Somehow she never lived in the gigantic convent (but at smaller premises elsewhere in Queanbeyan) and says that the Good Sams finally left the mansion-sized building in 1976. Maintaining and heating the place (''the nuns were shivering'') had become impossibly expensive.
Has she ever, her mischievous, agnostic interviewer wondered, had Doubts? Has she ever doubted the existence of God?

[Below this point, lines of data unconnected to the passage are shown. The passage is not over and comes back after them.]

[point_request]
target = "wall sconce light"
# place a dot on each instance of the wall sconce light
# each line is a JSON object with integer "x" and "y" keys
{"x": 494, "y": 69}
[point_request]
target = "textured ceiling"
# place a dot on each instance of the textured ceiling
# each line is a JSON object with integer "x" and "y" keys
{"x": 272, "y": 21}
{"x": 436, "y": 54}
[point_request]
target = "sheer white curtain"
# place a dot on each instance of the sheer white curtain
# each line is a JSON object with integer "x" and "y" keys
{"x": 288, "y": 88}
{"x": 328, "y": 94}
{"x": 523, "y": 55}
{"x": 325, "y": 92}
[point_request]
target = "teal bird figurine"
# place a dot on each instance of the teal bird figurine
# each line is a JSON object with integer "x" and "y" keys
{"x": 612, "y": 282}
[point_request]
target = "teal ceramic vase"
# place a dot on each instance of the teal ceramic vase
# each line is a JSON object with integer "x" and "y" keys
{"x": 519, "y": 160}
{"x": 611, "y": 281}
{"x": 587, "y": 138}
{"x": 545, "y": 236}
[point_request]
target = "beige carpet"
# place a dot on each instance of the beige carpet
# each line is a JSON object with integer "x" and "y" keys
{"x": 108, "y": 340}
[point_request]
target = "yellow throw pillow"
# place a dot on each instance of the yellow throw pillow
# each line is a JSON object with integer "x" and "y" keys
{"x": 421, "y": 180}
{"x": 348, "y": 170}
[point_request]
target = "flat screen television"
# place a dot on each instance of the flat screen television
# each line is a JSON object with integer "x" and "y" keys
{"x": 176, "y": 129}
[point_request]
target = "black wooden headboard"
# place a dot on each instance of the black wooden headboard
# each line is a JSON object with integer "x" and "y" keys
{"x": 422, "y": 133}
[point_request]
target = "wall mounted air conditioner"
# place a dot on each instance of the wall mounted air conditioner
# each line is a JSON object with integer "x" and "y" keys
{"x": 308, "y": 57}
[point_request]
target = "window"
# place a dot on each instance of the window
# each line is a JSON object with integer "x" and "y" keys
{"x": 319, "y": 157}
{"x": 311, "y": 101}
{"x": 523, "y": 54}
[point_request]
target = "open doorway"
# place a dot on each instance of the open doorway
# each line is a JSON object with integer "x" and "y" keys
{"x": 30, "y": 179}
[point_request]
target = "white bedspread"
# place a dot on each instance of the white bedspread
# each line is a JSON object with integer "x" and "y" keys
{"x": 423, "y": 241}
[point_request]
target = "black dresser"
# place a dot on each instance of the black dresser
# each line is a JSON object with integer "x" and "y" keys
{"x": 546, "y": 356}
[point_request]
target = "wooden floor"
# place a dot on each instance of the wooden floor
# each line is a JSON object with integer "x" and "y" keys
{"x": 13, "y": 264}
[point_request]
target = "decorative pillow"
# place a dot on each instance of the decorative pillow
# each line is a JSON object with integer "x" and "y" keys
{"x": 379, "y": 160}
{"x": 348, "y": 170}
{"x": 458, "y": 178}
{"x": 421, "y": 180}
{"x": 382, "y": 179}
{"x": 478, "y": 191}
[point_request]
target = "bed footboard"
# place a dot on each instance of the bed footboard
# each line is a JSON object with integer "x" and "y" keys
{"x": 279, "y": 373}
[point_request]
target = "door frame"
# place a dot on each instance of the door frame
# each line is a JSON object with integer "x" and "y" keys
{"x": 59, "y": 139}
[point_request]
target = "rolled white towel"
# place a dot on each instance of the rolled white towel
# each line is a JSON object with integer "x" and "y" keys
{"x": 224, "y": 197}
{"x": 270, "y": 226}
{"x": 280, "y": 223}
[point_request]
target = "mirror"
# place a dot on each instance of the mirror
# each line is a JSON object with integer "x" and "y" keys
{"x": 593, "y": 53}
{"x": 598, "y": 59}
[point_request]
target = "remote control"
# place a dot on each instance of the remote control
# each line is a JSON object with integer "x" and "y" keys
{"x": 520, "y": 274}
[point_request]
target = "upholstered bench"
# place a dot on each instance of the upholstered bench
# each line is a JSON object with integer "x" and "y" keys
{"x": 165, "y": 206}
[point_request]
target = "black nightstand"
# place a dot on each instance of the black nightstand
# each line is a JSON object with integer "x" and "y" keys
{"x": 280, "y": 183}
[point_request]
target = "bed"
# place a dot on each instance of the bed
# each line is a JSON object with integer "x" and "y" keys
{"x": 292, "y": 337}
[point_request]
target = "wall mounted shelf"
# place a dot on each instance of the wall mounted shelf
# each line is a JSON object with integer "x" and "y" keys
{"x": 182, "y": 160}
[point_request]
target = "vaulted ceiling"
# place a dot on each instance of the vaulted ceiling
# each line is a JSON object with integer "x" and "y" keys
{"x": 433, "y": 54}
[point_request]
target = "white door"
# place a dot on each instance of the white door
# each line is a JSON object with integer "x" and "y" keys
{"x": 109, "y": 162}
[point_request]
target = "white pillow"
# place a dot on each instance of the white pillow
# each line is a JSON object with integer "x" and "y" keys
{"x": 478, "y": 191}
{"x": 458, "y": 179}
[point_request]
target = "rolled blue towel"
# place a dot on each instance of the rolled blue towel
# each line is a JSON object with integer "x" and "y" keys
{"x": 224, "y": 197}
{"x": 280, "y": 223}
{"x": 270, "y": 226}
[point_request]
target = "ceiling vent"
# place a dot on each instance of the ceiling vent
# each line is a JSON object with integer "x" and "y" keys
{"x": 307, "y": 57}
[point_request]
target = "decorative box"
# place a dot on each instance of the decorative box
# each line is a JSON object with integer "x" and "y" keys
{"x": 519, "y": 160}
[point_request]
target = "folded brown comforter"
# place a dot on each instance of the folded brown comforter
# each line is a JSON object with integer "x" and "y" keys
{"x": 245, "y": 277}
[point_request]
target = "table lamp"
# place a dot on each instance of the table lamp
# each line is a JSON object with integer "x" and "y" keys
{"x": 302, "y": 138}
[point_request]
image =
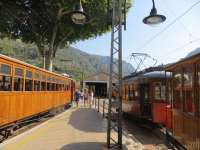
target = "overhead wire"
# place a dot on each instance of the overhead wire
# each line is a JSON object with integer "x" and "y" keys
{"x": 180, "y": 47}
{"x": 169, "y": 25}
{"x": 180, "y": 22}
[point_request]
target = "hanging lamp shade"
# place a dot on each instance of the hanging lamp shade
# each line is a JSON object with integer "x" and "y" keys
{"x": 154, "y": 18}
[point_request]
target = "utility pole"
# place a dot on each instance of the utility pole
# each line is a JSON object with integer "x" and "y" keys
{"x": 115, "y": 102}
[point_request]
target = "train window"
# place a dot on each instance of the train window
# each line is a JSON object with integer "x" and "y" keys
{"x": 159, "y": 91}
{"x": 37, "y": 76}
{"x": 5, "y": 83}
{"x": 49, "y": 86}
{"x": 19, "y": 72}
{"x": 28, "y": 85}
{"x": 18, "y": 79}
{"x": 28, "y": 74}
{"x": 177, "y": 89}
{"x": 53, "y": 87}
{"x": 43, "y": 86}
{"x": 36, "y": 85}
{"x": 18, "y": 84}
{"x": 188, "y": 102}
{"x": 5, "y": 69}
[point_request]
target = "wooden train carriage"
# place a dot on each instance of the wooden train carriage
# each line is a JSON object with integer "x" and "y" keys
{"x": 186, "y": 101}
{"x": 26, "y": 90}
{"x": 144, "y": 95}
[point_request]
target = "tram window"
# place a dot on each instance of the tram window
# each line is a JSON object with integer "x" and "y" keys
{"x": 49, "y": 87}
{"x": 28, "y": 74}
{"x": 159, "y": 91}
{"x": 188, "y": 102}
{"x": 43, "y": 86}
{"x": 28, "y": 85}
{"x": 177, "y": 102}
{"x": 19, "y": 72}
{"x": 18, "y": 84}
{"x": 53, "y": 87}
{"x": 36, "y": 85}
{"x": 5, "y": 83}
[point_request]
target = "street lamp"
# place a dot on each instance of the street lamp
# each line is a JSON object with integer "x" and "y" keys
{"x": 153, "y": 17}
{"x": 78, "y": 16}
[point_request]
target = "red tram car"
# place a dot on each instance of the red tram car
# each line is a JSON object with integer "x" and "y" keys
{"x": 26, "y": 90}
{"x": 186, "y": 101}
{"x": 145, "y": 96}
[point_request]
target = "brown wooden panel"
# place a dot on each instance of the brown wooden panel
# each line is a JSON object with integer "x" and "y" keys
{"x": 18, "y": 105}
{"x": 178, "y": 125}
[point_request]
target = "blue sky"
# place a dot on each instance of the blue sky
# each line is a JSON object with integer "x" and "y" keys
{"x": 168, "y": 46}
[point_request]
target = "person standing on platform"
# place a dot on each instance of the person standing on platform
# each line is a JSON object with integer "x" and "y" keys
{"x": 92, "y": 97}
{"x": 85, "y": 96}
{"x": 77, "y": 97}
{"x": 89, "y": 98}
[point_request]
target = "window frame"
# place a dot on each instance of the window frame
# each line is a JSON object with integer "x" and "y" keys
{"x": 10, "y": 75}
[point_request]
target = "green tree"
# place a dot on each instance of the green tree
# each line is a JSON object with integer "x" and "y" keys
{"x": 47, "y": 23}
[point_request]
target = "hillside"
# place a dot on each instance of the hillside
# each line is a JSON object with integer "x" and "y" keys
{"x": 82, "y": 63}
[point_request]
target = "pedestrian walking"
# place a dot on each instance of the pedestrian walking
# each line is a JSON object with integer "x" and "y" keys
{"x": 77, "y": 97}
{"x": 85, "y": 96}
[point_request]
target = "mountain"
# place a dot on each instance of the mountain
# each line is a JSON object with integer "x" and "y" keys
{"x": 194, "y": 52}
{"x": 82, "y": 64}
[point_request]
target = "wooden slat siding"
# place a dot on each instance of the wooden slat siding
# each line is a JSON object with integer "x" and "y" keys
{"x": 19, "y": 106}
{"x": 16, "y": 105}
{"x": 178, "y": 126}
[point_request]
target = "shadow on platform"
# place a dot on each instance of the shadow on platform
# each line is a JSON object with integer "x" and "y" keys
{"x": 87, "y": 146}
{"x": 88, "y": 120}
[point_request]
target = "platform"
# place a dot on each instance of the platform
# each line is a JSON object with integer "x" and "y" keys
{"x": 75, "y": 129}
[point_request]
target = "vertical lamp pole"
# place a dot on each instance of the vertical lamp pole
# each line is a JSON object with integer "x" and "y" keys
{"x": 115, "y": 103}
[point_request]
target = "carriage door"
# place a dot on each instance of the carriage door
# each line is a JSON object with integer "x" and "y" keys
{"x": 144, "y": 100}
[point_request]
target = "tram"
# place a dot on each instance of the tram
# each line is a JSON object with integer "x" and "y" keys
{"x": 186, "y": 101}
{"x": 26, "y": 91}
{"x": 145, "y": 96}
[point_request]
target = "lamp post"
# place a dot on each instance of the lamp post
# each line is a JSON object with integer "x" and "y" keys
{"x": 115, "y": 102}
{"x": 154, "y": 18}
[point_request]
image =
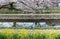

''Oh yes. Yes. Your own brain tells you to look at these things. But the more I look at flowers [pointing at a vase of real ones on our table], the more I look at Life, the more I look at babies … you can make dolls that look very like babies but you can't breathe the breath of life into them. Only God can give life. That's what my brain tells me. I think [opening up the palms of her hands and marvelling at them] even hands! . The different sizes of the fingers. They're all different. God has thought it all out. It amazes you.''
She is finding the leaving of Queanbeyan and the end of the Good Sams' sojourn here ''very, very sad. Absolutely. Absolutely. And sad for Queanbeyan too. I'd be staying on if it wasn't for my age. But I'm in my 86th year and at my age you've got to start thinking up here [tapping her head]. If I left it any later Ian I'd be too old to pack!''
She is leaving on Tuesday. The little house/convent where she was the last Queanbeyan Good Sam will soon, she thinks, be put on the market. Now she is going to a retirement village at idyllic-sounding Bateau Bay, not far from Gosford. She says she'll be blissfully close to the beach. She has family living nearby and there are some sisterly ''Good Sams'' close by at Woy Woy.
Nor is she going to be utterly retired, for in so-called retirement she expects to ''take up another [role]'' and go on doing work for others in the spirit of the compassionate and selfless Good Samaritan of Christ's parable (see Luke 10 verses 29-37) who remains a fine role model for believers and agnostics alike.